И опять, кусая губы, Шугин отмахивался:
— Брось!
Очень хотелось уверить себя, что все это не интересует. Подумаешь, жизнь! Да что она видела хорошего, девчонка?
А что видел он?
Ну что?
Его мутило от раздражения, причины которого он не знал. Но возвращались с работы лесорубы — и все становилось на свое место. Подхватываемый течением, он с радостью отдавался ему. Только временами беспокоило чувство, что это — именно течение. Зыбкое, неверное.
Можно держаться на поверхности, делая какие-то усилия. Можно плыть.
Но опоры, дна под ногами не было.
Прорва, пучина.
Наедине с Настей, испытывая болезненное раздражение от ее рассказов, Шугин не находил себе места. Метался, не зная, куда девать себя. Но плыть по течению, удерживаясь на поверхности, — это уже требовало какой-то целеустремленности, даже если впереди не существовало цели. Это позволяло пристроить себя куда-то, пусть ненадолго.

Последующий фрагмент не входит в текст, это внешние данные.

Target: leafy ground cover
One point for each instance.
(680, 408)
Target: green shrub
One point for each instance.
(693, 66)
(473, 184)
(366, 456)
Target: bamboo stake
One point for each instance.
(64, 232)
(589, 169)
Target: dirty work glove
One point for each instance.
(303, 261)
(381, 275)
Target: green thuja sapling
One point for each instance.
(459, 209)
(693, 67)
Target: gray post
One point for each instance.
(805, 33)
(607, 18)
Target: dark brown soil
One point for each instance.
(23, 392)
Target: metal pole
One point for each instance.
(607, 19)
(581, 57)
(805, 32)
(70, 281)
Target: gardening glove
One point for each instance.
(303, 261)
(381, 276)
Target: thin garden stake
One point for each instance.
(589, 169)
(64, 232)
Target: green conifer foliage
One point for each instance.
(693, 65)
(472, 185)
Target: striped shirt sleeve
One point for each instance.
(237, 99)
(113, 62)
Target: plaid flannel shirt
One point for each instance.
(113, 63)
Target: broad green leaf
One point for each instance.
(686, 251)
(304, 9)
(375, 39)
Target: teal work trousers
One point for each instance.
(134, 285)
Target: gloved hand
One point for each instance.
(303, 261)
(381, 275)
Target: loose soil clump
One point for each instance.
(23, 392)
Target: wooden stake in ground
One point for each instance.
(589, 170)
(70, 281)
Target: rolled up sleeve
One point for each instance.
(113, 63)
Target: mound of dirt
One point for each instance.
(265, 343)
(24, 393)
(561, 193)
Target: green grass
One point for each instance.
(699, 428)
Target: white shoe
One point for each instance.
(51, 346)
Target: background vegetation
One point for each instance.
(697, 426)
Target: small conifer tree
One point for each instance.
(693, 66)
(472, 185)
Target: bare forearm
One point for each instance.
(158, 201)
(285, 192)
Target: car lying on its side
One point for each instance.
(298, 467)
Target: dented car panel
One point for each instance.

Ребята приходили злые, ругая бога, в которого не верили, переругиваясь друг с другом. Сбросив ватники, начинали варить картошку, выручающую в дни безденежья после пьянок. Картошку воровали на полях в Чарыни. Только Стуколкин, во избежание соблазна всегда покупавший в запас крупу, макароны и сахар прежде, чем первую бутылку водки, стряпал особо. Заботу о пропитании больного Шугина он решил взять на себя. Без просьб или принуждений, по доброй воле.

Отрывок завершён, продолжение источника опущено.